Welp, it's been 17 days since I've seen him (except for 2 Facetime convos, Christmas Eve and NYE) and 62 hours since last contact and I feel ok today. It's 1:11pm and I've yet to breakdown today (new record). I miss the hell out of him but I'm losing the urge to pick up the phone and call or text him. 62 hours.... wow. Longest by 56 hours we've gone in 7 years without contact. Crazy how one day someone is your best friend doing everything with you and then next day they're a stranger. The fear is setting in that he's forgetting about me, about us but I need to keep the faith and have hope that he misses me just as much as I miss him. Never ever thought I'd be strong enough to go this long without trying to touch base with him. 
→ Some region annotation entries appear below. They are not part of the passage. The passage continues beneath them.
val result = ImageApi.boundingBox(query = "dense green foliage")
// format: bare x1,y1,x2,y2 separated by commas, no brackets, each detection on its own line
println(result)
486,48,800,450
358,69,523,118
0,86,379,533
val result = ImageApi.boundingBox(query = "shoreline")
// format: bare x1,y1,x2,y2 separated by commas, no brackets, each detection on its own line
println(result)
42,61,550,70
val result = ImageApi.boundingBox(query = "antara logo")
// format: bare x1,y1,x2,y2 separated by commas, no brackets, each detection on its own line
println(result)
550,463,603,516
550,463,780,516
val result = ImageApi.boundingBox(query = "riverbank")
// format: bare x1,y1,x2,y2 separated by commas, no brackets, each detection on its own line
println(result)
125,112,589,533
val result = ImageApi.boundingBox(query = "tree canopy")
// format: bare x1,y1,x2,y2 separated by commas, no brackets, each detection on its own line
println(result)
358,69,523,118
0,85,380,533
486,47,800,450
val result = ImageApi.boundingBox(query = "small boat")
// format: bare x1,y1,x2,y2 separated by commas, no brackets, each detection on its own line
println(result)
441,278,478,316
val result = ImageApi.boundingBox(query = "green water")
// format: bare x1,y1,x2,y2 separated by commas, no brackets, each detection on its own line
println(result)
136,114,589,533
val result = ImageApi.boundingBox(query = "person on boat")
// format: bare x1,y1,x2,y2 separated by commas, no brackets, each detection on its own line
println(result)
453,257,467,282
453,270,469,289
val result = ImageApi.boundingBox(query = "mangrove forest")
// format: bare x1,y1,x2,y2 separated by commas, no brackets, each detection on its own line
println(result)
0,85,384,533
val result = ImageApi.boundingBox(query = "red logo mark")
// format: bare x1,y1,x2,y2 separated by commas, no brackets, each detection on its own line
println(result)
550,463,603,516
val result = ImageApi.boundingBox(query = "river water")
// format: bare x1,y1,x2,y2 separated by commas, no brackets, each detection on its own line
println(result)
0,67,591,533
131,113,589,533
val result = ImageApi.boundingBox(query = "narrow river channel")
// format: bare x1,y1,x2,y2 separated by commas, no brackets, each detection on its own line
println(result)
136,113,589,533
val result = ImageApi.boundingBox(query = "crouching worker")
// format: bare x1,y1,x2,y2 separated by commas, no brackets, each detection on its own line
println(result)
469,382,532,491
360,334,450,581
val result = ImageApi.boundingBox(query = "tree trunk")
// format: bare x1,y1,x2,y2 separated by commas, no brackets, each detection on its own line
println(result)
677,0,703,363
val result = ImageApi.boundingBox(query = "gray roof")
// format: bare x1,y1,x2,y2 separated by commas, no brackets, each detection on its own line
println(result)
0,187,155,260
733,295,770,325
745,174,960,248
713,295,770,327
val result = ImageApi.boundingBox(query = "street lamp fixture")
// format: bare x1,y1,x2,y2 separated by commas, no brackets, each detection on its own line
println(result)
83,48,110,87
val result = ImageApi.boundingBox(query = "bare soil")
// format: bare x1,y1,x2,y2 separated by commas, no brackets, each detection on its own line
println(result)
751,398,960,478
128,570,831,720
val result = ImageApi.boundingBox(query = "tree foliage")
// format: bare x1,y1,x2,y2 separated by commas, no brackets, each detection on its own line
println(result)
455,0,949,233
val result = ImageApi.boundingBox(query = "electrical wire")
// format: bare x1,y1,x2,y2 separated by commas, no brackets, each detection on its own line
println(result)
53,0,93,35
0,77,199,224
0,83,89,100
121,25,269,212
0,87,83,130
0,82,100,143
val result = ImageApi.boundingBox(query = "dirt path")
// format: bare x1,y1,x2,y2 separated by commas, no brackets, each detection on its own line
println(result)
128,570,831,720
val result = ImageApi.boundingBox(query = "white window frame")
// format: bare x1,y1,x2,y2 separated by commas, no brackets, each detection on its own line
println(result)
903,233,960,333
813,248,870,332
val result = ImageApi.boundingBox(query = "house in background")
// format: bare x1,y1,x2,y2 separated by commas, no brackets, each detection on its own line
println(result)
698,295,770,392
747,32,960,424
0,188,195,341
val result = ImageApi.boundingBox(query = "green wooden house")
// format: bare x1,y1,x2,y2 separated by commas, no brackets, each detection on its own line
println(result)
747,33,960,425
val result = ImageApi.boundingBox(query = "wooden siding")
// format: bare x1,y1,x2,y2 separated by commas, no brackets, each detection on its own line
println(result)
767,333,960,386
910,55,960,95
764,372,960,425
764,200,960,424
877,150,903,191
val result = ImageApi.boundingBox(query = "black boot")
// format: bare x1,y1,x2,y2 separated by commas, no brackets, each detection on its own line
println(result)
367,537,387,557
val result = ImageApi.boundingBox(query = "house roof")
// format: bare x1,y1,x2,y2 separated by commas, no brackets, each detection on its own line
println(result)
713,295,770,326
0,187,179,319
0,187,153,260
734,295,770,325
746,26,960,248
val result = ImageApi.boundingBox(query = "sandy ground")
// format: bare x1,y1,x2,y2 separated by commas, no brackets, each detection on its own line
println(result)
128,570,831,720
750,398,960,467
Thank goodness for this forum and being able to come here when that urge does come....


----------



## Lovingwife315 (Dec 10, 2012)

I feel the same way. Only day 4 of him being out of the house, today is the first day that I have not reached out to him in anyway. Last night I had plans and he came over to the house to have dinner with the kids and spend time with them while I was out. He left before I got home and around 11 pm texted me to see if i was still out. I responded because I was unsure if he was still with the kids. When I asked Why, he said "no reason" I didn't respond. An hour later, when I am already in bed I get a text from him saying "I hope you had a nice time tonight", when I saw it I responded "thanks"

Not sure what to make of that.

I know that I can go the rest of the day until tomorrow without initiating anything with him, although I will have trouble not responding if he texts or calls me. I know he has been having daily text/talk conversations with the OW, so hopefully he is busy. I need to increase my resistance!

Good Luck


----------



## Po12345 (Apr 28, 2011)

You really shouldn't be counting the time, I can't imagine that helps anything. 

I'm not much better, I feel like I can't live without my wife (who is currently not in love with me and does "not want to be married"), but I fear if I sat and watched the clock and counted the time it would make it 100 times worse.


----------



## mrschef16 (Dec 27, 2012)

Po12345 said:


> You really shouldn't be counting the time, I can't imagine that helps anything.
> 
> I'm not much better, I feel like I can't live without my wife (who is currently not in love with me and does "not want to be married"), but I fear if I sat and watched the clock and counted the time it would make it 100 times worse.


I guess it being a "shorter" amount of time, it's easier for me to figure how long it's been. I'm sure in a few days i won't be able to calculate the hours off of the top of my head.

To say 60+ hours right now out load to myself is actually helping. The way it shocks me every time I say it makes me want to talk to him less. Why am I going to have the urge to call/text someone that doesn't want to speak to me?


----------